Deterministic builds

As a deterministic build system, NativeLink prevents cross-platform divergence by enforcing a hermetic toolchain and pinning all external dependencies to a given version, helping to prevent the common occurrence of “but it worked fine on my machine” syndrome.

This also helps enforce critical governance controls around the software supply chain, preventing tampering and producing an SBOM required by compliance mandates.
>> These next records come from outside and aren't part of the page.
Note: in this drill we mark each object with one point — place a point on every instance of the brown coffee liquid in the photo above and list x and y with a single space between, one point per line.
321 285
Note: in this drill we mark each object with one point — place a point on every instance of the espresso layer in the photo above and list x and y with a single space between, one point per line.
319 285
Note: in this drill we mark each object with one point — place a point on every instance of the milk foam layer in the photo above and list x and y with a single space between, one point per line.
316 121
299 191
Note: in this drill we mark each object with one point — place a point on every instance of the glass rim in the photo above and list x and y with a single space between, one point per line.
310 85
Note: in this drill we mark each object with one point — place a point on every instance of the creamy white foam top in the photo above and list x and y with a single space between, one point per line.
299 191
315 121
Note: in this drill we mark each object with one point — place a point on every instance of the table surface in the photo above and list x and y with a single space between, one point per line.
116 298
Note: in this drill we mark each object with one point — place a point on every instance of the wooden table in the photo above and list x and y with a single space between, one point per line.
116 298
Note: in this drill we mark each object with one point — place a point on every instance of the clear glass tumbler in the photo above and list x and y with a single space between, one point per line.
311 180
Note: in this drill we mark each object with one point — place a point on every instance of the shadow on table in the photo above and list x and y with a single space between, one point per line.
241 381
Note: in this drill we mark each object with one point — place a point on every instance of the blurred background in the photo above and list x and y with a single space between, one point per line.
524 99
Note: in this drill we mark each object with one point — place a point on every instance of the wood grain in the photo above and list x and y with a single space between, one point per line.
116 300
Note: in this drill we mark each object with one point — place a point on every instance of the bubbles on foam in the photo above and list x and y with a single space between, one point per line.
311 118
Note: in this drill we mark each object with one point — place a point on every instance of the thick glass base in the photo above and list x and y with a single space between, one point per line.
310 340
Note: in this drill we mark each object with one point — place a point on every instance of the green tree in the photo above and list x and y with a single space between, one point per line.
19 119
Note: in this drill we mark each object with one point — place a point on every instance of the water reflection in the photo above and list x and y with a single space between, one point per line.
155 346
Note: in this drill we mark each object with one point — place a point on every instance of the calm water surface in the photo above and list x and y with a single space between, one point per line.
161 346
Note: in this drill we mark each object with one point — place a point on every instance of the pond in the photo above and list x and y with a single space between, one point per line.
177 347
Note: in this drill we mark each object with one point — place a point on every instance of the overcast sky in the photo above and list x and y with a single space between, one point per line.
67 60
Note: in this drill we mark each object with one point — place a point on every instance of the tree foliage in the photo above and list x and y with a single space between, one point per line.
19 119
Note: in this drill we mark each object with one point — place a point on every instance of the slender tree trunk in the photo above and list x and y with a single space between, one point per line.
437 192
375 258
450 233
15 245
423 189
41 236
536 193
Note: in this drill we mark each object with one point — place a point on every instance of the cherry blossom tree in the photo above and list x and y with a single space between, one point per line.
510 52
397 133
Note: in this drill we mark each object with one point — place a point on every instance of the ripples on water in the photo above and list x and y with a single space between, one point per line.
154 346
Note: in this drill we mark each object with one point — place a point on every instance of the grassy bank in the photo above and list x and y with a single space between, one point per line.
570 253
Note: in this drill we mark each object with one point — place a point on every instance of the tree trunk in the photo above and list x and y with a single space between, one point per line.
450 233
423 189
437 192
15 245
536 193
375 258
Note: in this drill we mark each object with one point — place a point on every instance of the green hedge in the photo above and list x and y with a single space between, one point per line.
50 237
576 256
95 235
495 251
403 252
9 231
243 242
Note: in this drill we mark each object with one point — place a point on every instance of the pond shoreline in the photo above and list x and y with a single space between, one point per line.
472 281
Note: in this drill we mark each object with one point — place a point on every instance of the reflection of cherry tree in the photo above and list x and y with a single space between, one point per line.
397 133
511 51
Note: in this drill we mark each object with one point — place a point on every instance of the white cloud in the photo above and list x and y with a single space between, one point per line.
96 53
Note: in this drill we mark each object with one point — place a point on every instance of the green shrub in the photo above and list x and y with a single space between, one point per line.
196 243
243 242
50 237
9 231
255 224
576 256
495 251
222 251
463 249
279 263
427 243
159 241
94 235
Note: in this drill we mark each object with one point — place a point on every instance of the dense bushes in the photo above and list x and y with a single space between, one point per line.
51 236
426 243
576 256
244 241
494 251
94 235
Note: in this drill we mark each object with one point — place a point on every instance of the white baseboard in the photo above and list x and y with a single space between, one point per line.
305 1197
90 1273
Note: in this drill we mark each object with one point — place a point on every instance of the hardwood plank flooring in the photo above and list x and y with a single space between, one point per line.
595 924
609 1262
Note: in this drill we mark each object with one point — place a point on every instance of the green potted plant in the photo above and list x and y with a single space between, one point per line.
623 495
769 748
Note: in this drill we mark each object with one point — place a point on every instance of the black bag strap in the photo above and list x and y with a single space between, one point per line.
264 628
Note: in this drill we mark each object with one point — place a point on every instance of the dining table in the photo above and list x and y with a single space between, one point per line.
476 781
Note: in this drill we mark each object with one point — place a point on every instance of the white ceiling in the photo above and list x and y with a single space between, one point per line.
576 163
Open and extensible platform built on Bazel

Licensed as Apache 2.0 open source, NativeLink seamlessly integrates with Bazel, the modern build client developed by Google and now used by 1,000+ organizations including Tesla, Nvidia, Ford, Stripe, Dropbox, Datadog, and Databricks.

NativeLink works with all client-side build tools that support the Remote Bazel Execution (RBE) protocol such as Bazel, Buck2, Pantsbuild, and Reclient.

You can customize NativeLink via JSON or YAML, as well as via Starlark, a Python-based declarative language for configuring Bazel with custom build rules and macros for specific projects and platforms.

NativeLink is the world’s first open software development and validation platform purpose-built for diverse target platforms such as robots, autonomous vehicles, and edge devices.

The platform is also optimized for developers building other types of large artifacts such as Chromium-based browsers, system software, and next-generation semiconductors.

Designed to meet the growing scalability demands and complexity of large-scale software projects, NativeLink accelerates time-to-market by 10x or more without sacrificing reliability, safety, security, or efficiency.

NativeLink is currently deployed in some of the world’s largest and most complex environments, including Brex, Citrix, and Menlo Security.

TraceMachina, developer of NativeLink, is backed by leading investors including Sequoia, Wellington Management, Verissimo Ventures, and prominent angel investors.